5 Post author: Stuart_Armstrong 18 August 2015 11:02AM

You are viewing a comment permalink. View the original post to see all comments and the full post content.

Comments (2)

You are viewing a single comment's thread.

Comment author: mavant 23 August 2015 07:46:14PM 0 points [-]

Third obvious possibility: B maximises u~Σpivi, subject to the constraints E(Σpivi|B) ≥ E(Σpivi|A) and E(u|B) ≥ E(u|A). where ~ is some simple combining operation like addition or multiplication, or "the product of A and B divided by the sum of A and B".
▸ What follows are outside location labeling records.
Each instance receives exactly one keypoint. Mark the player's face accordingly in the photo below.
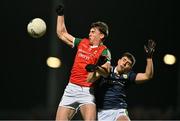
(95, 36)
(124, 64)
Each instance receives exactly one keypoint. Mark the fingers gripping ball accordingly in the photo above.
(36, 27)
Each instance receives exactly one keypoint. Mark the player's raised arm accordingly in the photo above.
(149, 71)
(61, 28)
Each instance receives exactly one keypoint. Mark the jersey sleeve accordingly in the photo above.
(107, 54)
(76, 42)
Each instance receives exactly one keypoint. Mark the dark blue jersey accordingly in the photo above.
(110, 92)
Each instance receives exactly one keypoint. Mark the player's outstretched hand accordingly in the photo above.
(150, 48)
(60, 10)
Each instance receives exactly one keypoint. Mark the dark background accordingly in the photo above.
(29, 89)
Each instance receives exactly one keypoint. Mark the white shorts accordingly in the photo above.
(111, 114)
(75, 96)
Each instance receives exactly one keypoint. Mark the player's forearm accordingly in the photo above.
(92, 76)
(104, 70)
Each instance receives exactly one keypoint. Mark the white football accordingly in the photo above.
(36, 27)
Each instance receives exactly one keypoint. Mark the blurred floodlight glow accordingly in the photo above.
(169, 59)
(53, 62)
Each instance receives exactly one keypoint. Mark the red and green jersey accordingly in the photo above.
(86, 54)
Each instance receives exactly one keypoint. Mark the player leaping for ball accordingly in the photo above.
(78, 93)
(111, 99)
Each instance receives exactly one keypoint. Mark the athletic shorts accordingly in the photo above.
(111, 114)
(75, 96)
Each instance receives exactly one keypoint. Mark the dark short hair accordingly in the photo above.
(130, 57)
(102, 26)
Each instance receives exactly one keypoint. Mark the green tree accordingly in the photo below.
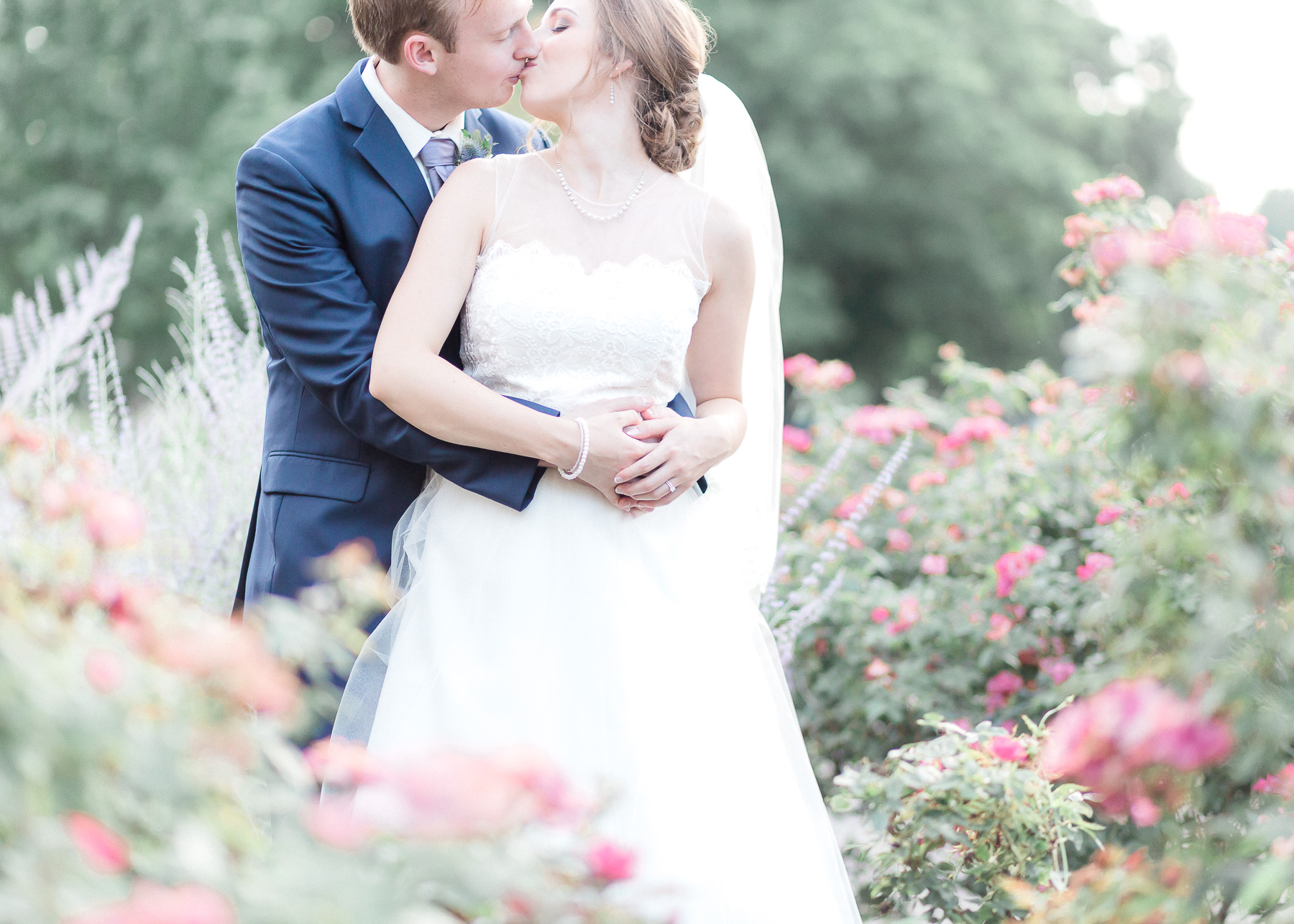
(114, 108)
(924, 153)
(1279, 208)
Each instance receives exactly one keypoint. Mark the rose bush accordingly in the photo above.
(147, 772)
(1119, 535)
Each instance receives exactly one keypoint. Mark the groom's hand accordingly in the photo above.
(685, 451)
(611, 451)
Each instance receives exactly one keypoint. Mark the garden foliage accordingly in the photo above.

I think these possibilities all share the problem that the constraint makes it essentially impossible to choose any action other than what A would have chosen. If A chose the action that maximized u, then B cannot choose any other action while satisfying the constraint E(u|B) ≥ E(u|A) unless there were multiple actions that had the exact same payoff (which seems unlikely if payoff values are distributed over the reals, rather than over a finite set). And the first possibility (to maximize u while respecting E(Σpivi|B) ≥ E(Σpivi|A) ) just results in choosing the exact same action as A would have chosen, even if there's another action that has an identical E(u) AND higher E(Σpivi).

Comment author: Stuart_Armstrong 24 August 2015 10:29:04AM 0 points [-]

I think these possibilities all share the problem that the constraint makes it essentially impossible to choose any action other than what A would have chosen.

I see I've miscommunicated the central idea. Let U be the proposition "the agent will remain a u maximiser forever". Agent A acts as if P(U)=1 (see the entry on value learning). In reality, P(U) is probably very low. So A is a u-maximiser, but a u-maximiser that acts on false beliefs.

Agent B is is allowed to have a better estimate of P(U). Therefore it can find actions that increase u beyond what A would do.

Example: u values rubies deposited in the bank. A will just collect rubies until it can't carry them any more, then go deposit them in the bank. B, knowing that u will change to something else before A has finished collecting rubies, rushes to the bank ahead of that deadline. So E(u|B) > E(u|A).

And, of course, if B can strictly increase E(u), that gives it some slack to select other actions that can increase (Σpivi).